You may encounter talk of the cumulative hierarchy of sets. This is another way of talking about rank — but the sets of rank k
belong to level k+1
of the cumulative hierarchy. So urelements belong to level 0
, the empty set ∅
has rank 0
and belongs to level 1
, the set {∅}
has rank 1
and belongs to level 2
, and so on.
You may encounter talk of classes. One can begin by thinking of these as collections like sets — and indeed every set is a class. However there are also thought to be some classes that are too “big” or “complex” to be sets. If there is some rank such that all the members of the class are ≤
that rank, then the class is allowed to be a set. If not, it’s not a set but a proper class. A distinguishing property of these is that sets can be members of other classes (sets or proper classes). However, proper classes can’t be members of anything.
The reason for making this distinction is that it enables us to avoid some paradoxes, like Russell’s set of all sets that aren’t members of themselves. In today’s mainstream set theory, every set fails to be a member of itself — but there is no set that contains them. (There is a class that contains them, but it’s not a set.
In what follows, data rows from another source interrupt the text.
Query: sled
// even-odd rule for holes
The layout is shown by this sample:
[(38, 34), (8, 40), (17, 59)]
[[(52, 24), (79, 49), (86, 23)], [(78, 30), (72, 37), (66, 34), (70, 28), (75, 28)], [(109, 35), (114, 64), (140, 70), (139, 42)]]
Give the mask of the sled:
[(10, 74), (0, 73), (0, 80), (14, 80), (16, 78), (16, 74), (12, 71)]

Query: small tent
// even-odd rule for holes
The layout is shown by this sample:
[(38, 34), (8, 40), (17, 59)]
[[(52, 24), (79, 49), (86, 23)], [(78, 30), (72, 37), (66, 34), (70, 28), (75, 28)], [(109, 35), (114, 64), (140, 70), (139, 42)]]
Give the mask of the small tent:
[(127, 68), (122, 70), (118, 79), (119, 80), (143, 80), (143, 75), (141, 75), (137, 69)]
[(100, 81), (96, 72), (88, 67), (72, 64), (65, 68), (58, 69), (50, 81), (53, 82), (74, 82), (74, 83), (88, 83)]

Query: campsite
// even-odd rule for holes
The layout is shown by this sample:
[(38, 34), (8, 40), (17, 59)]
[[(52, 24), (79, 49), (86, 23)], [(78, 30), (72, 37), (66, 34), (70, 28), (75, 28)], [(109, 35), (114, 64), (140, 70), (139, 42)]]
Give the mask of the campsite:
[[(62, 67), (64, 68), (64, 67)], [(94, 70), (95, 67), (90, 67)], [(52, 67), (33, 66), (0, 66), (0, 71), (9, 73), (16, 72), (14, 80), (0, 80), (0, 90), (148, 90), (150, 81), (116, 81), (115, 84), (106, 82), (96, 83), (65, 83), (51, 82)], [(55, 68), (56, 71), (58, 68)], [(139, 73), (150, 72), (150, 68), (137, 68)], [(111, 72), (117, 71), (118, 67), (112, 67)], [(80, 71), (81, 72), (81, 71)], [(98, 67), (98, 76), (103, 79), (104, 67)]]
It’s a proper class.) Neither is there any set that contains all the singleton sets (of arbitrary rank). In both cases, this is because there is no bound on the maximum rank of the things we’re talking about.
You might wonder: well, if there can be classes of such things but not sets, why don’t we just repeat Russell’s paradox at the level of classes? That is, what about the class of all classes that aren’t members of themselves? Well, among the classes that aren’t members of themselves are some proper classes, and these can’t be the members of anything. So there can be no class whose members are all classes that aren’t members of themselves, any more than there can be a set of all sets that aren’t members of themselves.
It may be helpful to think of all the class-talk as really just a covert way of talking about predicates. When we say that some classes are sets, we mean that some predicates define a set. When we say that other classes aren’t sets, we mean that other predicates don’t. In the latter cases, the classes can’t be members of anything because really there is no object that contains exactly the objects satisfying the predicate. Some of our talk about classes makes it look like they are a special kind of object, that somehow magically resists being a member of anything. But perhaps its best to think of that talk as superficial and misleading.
If you study set theory, you will learn more about this. We are not going to discuss it further here. I mention the notions of rank and class just to give you some orientation, so that if you encounter talk about these, you know where it should go in your mental map.